- Born: July 1952 Obala, Cameroon
- Died: December 8, 2017 (aged 65) Abadiânia, Brazil
- Genres: Jazz; blues; folk-pop; salsa; samba; bikutsi; makossa; highlife; juju; soukous; mbaqanga;
- Occupation: Musician
- Instruments: Guitar

= Vincent Nguini =

Vincent Nguini (July 1952 – December 8, 2017) was a Cameroonian musician and guitarist. Nguini was best known for his work with American singer-songwriter Paul Simon, with whom he recorded and toured for 30 years.

==Biography==
Nguini was born in July 1952 in Obala, Cameroon. He grew up interested in music through African music as well as American rock and jazz artists. He relocated to Paris in 1978 and began working as a session musician. He became the musical director for Manu Dibango in the late 1970s and subsequently lived in Washington, D.C.

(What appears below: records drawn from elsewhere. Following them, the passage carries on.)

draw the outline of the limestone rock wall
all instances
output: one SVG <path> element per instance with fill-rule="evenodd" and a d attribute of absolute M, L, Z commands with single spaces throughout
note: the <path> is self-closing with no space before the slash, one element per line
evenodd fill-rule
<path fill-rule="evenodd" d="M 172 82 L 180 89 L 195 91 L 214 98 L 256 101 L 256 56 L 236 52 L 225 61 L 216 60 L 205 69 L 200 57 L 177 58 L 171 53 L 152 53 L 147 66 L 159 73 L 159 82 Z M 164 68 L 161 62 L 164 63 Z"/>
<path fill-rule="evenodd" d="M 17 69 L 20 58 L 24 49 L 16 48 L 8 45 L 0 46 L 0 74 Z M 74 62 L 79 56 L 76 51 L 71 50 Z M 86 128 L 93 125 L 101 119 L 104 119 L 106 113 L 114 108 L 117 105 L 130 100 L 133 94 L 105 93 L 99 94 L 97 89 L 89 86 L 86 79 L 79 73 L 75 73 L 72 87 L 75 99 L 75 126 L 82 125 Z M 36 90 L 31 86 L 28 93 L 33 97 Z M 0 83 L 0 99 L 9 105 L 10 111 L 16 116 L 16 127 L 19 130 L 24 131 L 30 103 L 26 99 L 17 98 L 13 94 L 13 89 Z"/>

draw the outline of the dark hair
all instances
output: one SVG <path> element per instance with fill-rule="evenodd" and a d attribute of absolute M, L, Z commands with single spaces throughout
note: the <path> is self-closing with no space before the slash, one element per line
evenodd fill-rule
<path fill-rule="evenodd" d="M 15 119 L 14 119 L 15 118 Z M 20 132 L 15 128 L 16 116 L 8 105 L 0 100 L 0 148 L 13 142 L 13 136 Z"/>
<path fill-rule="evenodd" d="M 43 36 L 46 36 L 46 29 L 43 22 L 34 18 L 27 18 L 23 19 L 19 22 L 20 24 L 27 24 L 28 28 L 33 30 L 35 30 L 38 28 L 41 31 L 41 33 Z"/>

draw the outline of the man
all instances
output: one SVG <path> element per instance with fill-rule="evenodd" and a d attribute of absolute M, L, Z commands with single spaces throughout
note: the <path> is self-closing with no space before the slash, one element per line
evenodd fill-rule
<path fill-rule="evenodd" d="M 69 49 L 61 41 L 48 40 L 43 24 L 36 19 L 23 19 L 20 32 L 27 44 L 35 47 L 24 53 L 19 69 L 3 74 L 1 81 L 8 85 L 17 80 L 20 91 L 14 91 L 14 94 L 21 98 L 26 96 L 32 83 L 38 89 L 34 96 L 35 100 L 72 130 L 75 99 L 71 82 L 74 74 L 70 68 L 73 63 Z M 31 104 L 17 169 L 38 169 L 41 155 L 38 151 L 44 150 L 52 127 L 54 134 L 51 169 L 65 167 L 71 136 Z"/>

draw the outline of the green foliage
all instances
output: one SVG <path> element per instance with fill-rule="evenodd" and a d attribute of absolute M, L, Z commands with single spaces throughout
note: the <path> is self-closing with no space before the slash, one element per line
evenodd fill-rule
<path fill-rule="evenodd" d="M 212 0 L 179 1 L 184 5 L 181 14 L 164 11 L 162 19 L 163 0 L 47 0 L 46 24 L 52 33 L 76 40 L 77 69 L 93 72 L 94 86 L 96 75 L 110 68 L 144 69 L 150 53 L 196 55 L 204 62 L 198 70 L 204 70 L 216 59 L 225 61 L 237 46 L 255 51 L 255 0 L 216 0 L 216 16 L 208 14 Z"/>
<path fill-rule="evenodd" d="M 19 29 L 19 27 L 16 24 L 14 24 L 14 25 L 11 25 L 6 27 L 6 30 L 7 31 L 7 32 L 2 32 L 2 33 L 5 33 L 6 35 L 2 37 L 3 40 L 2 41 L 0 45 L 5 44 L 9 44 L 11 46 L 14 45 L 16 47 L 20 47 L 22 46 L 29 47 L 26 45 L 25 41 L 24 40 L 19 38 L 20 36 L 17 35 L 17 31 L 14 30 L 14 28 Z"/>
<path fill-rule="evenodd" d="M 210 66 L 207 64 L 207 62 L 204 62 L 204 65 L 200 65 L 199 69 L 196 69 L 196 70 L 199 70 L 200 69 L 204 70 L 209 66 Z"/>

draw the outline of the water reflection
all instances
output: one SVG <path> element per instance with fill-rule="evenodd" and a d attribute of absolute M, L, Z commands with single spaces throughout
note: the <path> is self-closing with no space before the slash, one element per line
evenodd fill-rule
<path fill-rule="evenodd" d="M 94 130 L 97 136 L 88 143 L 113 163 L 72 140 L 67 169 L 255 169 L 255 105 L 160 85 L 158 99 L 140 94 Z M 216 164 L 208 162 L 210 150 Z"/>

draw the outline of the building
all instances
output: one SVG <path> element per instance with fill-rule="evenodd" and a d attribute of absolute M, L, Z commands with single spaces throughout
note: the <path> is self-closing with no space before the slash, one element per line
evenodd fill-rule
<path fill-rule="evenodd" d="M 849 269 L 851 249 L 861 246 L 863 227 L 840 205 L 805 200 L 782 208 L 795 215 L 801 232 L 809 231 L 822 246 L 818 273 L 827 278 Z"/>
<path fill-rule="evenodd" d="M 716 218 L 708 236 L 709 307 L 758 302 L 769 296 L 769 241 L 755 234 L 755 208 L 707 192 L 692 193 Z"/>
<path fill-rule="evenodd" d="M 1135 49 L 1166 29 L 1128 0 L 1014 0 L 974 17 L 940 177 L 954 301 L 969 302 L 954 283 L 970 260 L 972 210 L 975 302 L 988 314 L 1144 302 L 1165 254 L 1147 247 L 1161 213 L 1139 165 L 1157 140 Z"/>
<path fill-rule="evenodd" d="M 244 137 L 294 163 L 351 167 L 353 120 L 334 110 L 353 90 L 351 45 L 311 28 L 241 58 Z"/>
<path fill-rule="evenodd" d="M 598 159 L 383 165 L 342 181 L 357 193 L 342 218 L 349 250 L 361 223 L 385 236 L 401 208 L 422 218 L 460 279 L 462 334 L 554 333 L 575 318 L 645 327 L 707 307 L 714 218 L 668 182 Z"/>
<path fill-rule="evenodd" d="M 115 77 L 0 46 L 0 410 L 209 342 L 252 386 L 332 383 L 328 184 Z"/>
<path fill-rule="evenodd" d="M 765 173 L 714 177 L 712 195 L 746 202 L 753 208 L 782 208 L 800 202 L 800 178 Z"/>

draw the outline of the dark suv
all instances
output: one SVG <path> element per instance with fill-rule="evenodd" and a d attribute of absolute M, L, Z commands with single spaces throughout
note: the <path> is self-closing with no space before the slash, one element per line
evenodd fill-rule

In 1987, he joined Paul Simon's band, first contributing to his 1990 album The Rhythm of the Saints. On that album, he received a co-writing credit for the song "The Coast". Throughout the next two decades, Nguini recorded with artists like Peter Gabriel and Jimmy Buffett, while releasing his own albums on his own label, Nguini Records. He continued working with Simon as well, contributing to his albums and touring with him into his final years.

==Death==
Nguini died of liver cancer at age 65 on December 8, 2017, in Abadiânia, Brazil.